Wijermans P W, Lübbert M, Verhoef G, Klimek V, Bosly A
Department of Haematology, Leyenburg Hospital, The Hague, The Netherlands.
Ann Hematol. 2005 Dec;84 Suppl 1:9-17. doi: 10.1007/s00277-005-0012-1.
During the last 10 years, three European phase II studies were performed to investigate the treatment of elderly patients with myelodysplastic syndrome (MDS) with low-dose 5-aza-2'-deoxycytidine (decitabine, DAC). All these European trial data were reviewed on the basis of the International Prognostic Scoring System (IPSS) risk criteria and the response criteria as recently published by an international working group. To investigate the results in a larger cohort of patients and to determine risk factors, all data were pooled with some observations from the PCH 95-06 US phase II study. The response rate in the 177 patients evaluated (median age 70 years) was 49%. The median response duration was 36 weeks, and the median survival was 15 months. Analysis of the data according to sex, age, French-American-British classification, percentage of blasts in the bone marrow, IPSS risk group, lactate dehydrogenase and cytogenetics did not reveal any factor predictive of response. Overall, 69% of patients benefited, including those with stable disease during therapy. Response duration was significantly shorter with increasing risk (according to the IPSS classification). Haemoglobin level and neutrophil count showed an inverse correlation to the IPSS classification. Univariate analysis showed a significantly inferior survival for elderly patients (>75 years of age) and for those with high levels of serum lactate dehydrogenase (LDH) (more than two times the normal values). Patients with high-risk cytogenetic abnormalities according to the IPSS risk criteria showed better overall survival than those with intermediate-risk abnormalities. When analysed according to the IPSS risk classification, high-risk patients had worse survival prospects following decitabine therapy than those with intermediate risk; however, compared to the originally reported IPPS outcomes for high-risk patients, they probably showed better survival. During the treatment period, 18% of the patients progressed towards acute leukaemia. Decitabine showed a rather low toxicity profile in this elderly patient group. In conclusion, low-dose decitabine is an active drug for the treatment of MDS patients, even for those older than 75 years with bad prognostic characteristics.

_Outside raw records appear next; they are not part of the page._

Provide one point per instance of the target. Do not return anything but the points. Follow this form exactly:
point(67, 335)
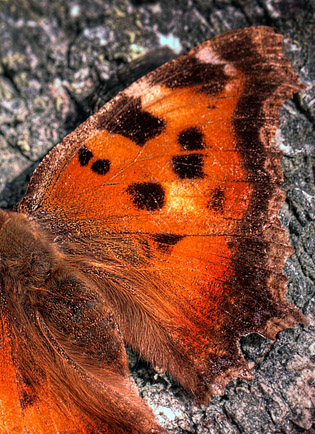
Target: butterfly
point(154, 224)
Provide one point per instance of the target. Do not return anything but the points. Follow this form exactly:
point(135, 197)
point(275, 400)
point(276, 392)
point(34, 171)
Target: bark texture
point(61, 60)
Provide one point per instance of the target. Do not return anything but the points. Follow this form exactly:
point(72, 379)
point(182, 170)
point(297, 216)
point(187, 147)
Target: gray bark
point(61, 60)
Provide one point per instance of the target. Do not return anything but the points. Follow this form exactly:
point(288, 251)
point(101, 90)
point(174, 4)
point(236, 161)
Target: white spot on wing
point(171, 41)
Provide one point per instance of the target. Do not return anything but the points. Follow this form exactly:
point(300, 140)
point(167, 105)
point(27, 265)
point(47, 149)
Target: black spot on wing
point(165, 242)
point(101, 167)
point(27, 400)
point(217, 197)
point(191, 139)
point(148, 196)
point(188, 166)
point(84, 155)
point(128, 119)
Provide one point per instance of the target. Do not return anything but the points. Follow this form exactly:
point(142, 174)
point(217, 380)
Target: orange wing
point(169, 198)
point(63, 367)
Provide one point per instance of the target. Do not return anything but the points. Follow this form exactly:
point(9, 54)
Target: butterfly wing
point(170, 195)
point(63, 367)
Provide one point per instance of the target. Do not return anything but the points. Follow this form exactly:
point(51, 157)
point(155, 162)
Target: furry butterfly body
point(155, 224)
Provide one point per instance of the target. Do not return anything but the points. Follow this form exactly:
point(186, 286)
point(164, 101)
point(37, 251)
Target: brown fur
point(50, 305)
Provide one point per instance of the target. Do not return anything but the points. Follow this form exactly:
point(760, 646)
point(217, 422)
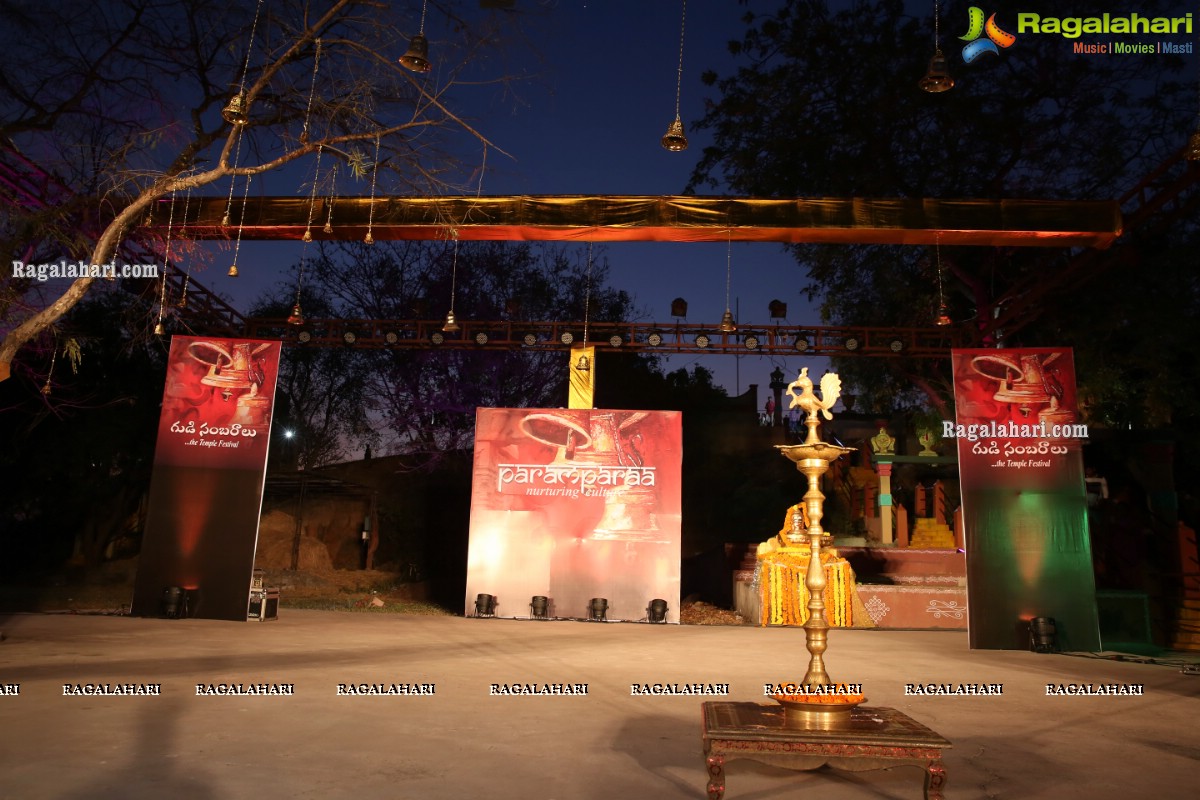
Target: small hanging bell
point(418, 55)
point(1193, 151)
point(234, 113)
point(937, 78)
point(675, 140)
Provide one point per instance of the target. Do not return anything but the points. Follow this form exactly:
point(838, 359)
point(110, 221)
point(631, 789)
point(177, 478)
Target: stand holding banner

在过去10年中,开展了三项欧洲II期研究,以调查低剂量5-氮杂-2'-脱氧胞苷(地西他滨,DAC)治疗老年骨髓增生异常综合征(MDS)患者的疗效。所有这些欧洲试验数据均根据国际预后评分系统(IPSS)风险标准和国际工作组最近公布的缓解标准进行了审查。为了在更大的患者队列中研究结果并确定风险因素,所有数据与美国PCH 95-06 II期研究的一些观察结果进行了汇总。177例接受评估的患者(中位年龄70岁)的缓解率为49%。中位缓解持续时间为36周,中位生存期为15个月。根据性别、年龄、法美英分类、骨髓原始细胞百分比、IPSS风险组、乳酸脱氢酶和细胞遗传学对数据进行分析,未发现任何预测缓解的因素。总体而言,69%的患者从中获益,包括治疗期间病情稳定的患者。随着风险增加(根据IPSS分类),缓解持续时间显著缩短。血红蛋白水平和中性粒细胞计数与IPSS分类呈负相关。单因素分析显示,老年患者(>75岁)和血清乳酸脱氢酶(LDH)水平高(超过正常值两倍)的患者生存期明显较差。根据IPSS风险标准,具有高危细胞遗传学异常的患者总体生存期优于具有中危异常的患者。根据IPSS风险分类进行分析时,高危患者在地西他滨治疗后的生存前景比中危患者差;然而,与最初报告的高危患者IPPS结果相比,他们的生存期可能更好。在治疗期间,18%的患者进展为急性白血病。地西他滨在该老年患者组中显示出相当低的毒性特征。总之,低剂量地西他滨是治疗MDS患者的一种有效药物,即使对于那些预后特征不良的75岁以上患者也是如此。